Hello all, my name is James Kuzma and I am a dual major of Archaeological Sciences and Medieval studies at Penn State University. I was extremely excited when the word came around about this field school, ironically it was from another university. After reading Mike’s blog about the Lattimer project last year I was immediately interested in learning more about the project and the local region. I was so thankful for the opportunity Dr. Shackel and Mike Roller provided with this study. This was especially so when I realized how down to earth they really are and how much we shared the same curiosity of the region.
Although I go to Penn State at University Park I am from a small coal mining town called Mahanoy City. I believe this is the reason for my curiosity about the coal region as well as why I pursued the archaeological course. Growing up in an area that has a rich and at times violent history as well as a diminishing area was just the catalyst I needed to want to know more about the region. Where I am from is basically a dying area filled with remnants of “What once was” and the “good ol’ days”. I grew up hearing stories about this area from the
older population of the town. Believe me, if you ever want to hear stories about the good old days, become a bartender at or go to a local Elk’s Club! Needless to say, the mining industry left the vast skeletons of old buildings, bridges, and roads. When looking and exploring these relics of a bygone era I always found myself wondering; who lived or owned that, what was its purpose, and why was it abandoned? This train of thought made me realize that I wondered about those questions a lot and I knew I wanted to do archaeological work.
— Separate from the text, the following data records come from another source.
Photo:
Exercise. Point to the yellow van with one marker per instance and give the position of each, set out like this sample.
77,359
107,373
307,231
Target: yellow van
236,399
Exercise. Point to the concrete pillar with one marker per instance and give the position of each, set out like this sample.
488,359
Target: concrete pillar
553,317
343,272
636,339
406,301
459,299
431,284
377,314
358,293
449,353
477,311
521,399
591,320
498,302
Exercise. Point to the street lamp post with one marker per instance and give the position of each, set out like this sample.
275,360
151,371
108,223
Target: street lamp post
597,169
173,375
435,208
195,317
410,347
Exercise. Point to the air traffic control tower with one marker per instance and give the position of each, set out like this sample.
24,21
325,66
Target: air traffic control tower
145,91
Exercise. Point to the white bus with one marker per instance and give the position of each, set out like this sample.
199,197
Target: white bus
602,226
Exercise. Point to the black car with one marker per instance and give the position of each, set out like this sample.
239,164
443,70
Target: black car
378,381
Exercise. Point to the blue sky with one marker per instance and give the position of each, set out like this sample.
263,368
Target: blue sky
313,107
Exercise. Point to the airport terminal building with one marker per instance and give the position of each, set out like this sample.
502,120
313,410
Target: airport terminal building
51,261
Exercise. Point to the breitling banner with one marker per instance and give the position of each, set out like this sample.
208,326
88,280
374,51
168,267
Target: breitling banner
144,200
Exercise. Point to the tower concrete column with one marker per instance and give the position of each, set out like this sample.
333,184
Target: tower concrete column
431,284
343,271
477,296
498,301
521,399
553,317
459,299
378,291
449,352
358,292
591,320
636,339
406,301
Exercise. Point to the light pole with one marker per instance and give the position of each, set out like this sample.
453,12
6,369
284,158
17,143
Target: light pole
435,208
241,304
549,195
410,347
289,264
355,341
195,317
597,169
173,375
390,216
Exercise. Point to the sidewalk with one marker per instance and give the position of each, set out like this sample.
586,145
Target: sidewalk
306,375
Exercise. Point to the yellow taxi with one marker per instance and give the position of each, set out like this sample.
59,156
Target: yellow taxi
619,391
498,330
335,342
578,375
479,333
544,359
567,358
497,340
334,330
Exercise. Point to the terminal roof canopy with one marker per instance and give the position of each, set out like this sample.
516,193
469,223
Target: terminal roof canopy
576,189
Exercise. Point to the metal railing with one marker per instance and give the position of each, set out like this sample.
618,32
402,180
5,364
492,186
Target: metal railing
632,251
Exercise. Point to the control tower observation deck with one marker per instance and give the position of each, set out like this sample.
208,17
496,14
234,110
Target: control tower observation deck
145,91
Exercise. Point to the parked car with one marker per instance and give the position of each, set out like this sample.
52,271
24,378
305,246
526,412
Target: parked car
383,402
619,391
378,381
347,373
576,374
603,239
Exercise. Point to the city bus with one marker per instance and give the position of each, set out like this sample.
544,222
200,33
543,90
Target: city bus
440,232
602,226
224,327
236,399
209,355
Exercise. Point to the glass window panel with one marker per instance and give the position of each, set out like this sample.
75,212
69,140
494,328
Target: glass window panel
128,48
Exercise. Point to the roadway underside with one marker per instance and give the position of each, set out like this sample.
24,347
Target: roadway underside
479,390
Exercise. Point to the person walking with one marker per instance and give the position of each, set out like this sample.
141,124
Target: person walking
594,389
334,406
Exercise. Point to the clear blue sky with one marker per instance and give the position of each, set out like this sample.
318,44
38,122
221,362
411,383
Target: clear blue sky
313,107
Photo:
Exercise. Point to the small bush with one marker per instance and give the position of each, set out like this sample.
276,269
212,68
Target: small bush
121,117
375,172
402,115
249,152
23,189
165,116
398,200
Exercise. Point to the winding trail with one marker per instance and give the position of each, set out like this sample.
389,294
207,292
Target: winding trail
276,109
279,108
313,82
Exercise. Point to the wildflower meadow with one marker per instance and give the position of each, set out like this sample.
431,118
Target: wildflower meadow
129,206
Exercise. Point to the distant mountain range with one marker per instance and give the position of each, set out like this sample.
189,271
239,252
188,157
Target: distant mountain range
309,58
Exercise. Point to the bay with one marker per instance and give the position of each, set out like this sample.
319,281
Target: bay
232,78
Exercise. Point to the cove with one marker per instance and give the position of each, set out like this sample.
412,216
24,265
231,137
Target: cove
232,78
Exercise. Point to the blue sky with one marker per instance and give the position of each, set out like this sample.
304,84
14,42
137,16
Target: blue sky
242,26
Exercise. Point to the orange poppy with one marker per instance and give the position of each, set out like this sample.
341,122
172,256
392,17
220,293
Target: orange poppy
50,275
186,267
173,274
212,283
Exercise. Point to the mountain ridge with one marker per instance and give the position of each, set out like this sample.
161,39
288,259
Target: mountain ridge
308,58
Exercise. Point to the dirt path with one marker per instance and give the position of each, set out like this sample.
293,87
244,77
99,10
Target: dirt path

Sadly I was never aware of the Lattimer Massacre. This is probably due to the fact that the Molly Maguire incidents and history is very prominent in the Mahanoy area. Dr. Shackel and Mike’s project really gave me the opportunity to study my local area. I was surprised to notice that even with Pardeesville being 30 miles from my hometown, the people and the area was still very similar to my own. Being that this project is my first real field school experience, I was nervous going into it, but my fellow students as well as Mike and Dr. Shackel have really gotten along quite well. I really look forward to working with them in these next few weeks. Right now we are just getting into the older layers and soon the good stuff will be coming. I am particularly interested in the landscape of the house lots and the layout in which they were built. These laborers brought nothing to this country and tried to provide for their families by building the best shelters possible, all the while doing back breaking work. I know this project will shed some light on the life of these brave people.